Concierge practices charge patients annual fees — typically about $1,500 to $1,800 — for quick access to, and more time with, their doctors. The national leader in concierge medicine, MDVIP Inc. of Florida, dominates the Boston market. Its smaller competitor, SignatureMD Inc. of California, has sued to break MDVIP’s grip in Boston and other metropolitan areas.
In the suit, filed in federal court in California, SignatureMD alleges that MDVIP is operating monopolies in Boston, Baltimore, Atlanta, Houston, and other markets, violating federal antitrust laws. MDVIP requires its doctors to sign non-compete agreements that effectively block competition, said Matthew Jacobson, chief executive of SignatureMD.
Jacobson said his company wants to do business in Massachusetts but can’t compete with MDVIP’s model, which includes 10-year contracts with physicians, followed by two years in which they can’t work for competitors. There are few other independent doctors left in Massachusetts for SignatureMD to target, he added.
“We’re using litigation to try to break monopolies in key markets,” Jacobson said. “If MDVIP is doing their job well, they shouldn’t need a non-compete.”
MDVIP’s spokeswoman, Nancy Udell, declined to comment on the company’s contracting practices but said its competitor’s allegations “are completely without merit and MDVIP is confident that it will prevail.”
She said the legal action was retaliation for a suit MDVIP filed against SignatureMD last year in Florida. In that case, MDVIP accused SignatureMD of stealing confidential information and trade secrets after hiring a former MDVIP employee. SignatureMD denies the allegations.
MDVIP contracts with about 700 doctors nationwide, including 13 in the Boston area, mainly in wealthy communities such as Newton, Wellesley, and Brookline. SignatureMD has just 70 physicians nationwide and none in Greater Boston.
The companies are warring for a fast-growing segment of the health care industry. There are at least 5,000 concierge medicine practices in the US today, a tenfold increase in the last five years, said Catherine Sykes, publisher of the trade publication Concierge Medicine Today.
Primary care doctors typically see thousands of patients a year to maintain their earnings.
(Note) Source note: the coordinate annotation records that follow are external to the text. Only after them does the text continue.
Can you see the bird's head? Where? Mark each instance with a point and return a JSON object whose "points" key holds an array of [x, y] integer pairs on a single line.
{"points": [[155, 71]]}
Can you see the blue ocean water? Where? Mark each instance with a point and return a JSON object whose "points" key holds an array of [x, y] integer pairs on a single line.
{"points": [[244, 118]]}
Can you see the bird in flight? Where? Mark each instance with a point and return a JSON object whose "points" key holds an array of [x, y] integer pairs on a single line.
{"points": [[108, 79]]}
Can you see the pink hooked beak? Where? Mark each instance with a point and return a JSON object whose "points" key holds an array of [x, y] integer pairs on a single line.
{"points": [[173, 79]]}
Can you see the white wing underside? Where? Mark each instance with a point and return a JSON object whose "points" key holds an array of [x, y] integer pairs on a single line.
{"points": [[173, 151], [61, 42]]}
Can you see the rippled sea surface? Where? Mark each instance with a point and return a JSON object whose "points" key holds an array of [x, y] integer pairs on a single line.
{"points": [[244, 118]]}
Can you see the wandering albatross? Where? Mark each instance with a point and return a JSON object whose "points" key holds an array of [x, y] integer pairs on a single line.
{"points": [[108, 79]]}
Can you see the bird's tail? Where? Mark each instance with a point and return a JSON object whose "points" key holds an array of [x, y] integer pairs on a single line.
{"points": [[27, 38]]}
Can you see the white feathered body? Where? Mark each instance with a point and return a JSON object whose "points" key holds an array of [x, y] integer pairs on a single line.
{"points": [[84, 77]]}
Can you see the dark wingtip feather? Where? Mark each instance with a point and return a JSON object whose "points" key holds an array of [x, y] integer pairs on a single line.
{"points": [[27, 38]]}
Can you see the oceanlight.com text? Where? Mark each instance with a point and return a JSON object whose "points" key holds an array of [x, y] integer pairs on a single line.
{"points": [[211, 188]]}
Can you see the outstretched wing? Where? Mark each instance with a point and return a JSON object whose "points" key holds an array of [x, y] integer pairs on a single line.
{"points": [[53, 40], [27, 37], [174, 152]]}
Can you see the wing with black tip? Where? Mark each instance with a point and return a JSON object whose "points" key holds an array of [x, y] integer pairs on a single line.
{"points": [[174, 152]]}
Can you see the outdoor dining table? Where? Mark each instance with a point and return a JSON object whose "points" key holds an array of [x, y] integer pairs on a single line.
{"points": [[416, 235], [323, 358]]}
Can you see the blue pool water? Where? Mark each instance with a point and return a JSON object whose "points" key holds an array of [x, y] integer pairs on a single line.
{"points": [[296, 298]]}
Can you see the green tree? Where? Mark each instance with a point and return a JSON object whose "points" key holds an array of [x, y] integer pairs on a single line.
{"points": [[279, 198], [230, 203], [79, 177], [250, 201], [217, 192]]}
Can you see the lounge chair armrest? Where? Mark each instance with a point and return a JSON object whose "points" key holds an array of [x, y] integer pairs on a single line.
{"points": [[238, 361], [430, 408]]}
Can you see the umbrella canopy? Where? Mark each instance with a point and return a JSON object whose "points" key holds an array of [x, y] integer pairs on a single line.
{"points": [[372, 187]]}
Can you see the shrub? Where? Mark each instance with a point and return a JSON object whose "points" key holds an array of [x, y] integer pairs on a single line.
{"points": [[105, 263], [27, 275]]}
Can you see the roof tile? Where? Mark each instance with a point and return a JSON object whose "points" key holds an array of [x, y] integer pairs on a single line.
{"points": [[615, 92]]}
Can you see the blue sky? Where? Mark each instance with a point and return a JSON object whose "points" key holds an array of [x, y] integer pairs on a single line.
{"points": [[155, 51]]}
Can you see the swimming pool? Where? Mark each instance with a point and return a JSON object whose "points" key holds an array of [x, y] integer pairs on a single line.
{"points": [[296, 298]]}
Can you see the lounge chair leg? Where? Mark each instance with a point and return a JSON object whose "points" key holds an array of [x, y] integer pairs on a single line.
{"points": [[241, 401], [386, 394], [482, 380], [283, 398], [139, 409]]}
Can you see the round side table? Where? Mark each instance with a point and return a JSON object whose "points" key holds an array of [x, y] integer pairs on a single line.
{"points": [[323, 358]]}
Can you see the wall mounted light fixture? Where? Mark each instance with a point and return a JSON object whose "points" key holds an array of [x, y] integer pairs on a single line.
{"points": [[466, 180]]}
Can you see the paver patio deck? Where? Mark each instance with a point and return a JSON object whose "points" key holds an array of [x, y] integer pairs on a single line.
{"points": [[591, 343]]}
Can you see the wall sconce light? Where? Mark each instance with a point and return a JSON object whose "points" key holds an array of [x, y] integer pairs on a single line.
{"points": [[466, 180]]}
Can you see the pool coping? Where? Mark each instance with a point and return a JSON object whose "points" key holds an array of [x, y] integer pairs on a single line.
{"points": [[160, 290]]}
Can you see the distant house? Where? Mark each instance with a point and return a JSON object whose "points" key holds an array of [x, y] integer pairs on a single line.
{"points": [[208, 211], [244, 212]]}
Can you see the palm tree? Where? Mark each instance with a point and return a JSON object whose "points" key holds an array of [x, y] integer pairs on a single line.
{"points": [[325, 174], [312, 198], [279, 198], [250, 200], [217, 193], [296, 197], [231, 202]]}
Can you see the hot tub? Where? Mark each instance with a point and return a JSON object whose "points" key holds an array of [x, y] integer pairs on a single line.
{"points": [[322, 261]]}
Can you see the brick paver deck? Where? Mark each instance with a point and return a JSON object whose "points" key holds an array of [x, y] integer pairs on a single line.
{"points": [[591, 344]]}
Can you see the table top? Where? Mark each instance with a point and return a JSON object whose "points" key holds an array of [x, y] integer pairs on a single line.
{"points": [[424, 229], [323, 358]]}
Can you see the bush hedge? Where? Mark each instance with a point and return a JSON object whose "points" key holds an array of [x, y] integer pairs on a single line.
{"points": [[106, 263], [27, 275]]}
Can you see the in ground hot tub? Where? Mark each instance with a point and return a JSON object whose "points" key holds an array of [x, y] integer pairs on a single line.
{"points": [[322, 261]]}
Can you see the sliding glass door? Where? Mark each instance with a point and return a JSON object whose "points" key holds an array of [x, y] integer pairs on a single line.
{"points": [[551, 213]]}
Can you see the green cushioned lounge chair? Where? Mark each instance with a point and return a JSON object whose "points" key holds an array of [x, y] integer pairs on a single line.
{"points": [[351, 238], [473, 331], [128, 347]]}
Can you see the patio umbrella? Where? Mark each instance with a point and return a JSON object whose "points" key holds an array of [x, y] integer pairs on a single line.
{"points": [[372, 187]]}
A concierge practice is limited to a few hundred patients, and the annual fee ensures a steady income stream for physicians.
This model allows patients to see their doctors within hours, not days. It gives doctors more time to spend with each patient and to discuss things like wellness and prevention.
For many concierge doctors, including those in MDVIP and SignatureMD practices, the fees come on top of regular insurance payments.
“We get calls every day from doctors all over the country looking for information on how they can possibly convert their practices,” Sykes said. “Many doctors are getting burned out, and they’re looking for alternatives.”
But when doctors convert to concierge practices, they may drop many longtime patients who don’t want or can’t afford to pay the annual fee.
“Concierge medicine can be a double-edged sword,” said Dr. Richard S. Pieters, president of the Massachusetts Medical Society. “[It] can have the effect of creating a two-tier health system.”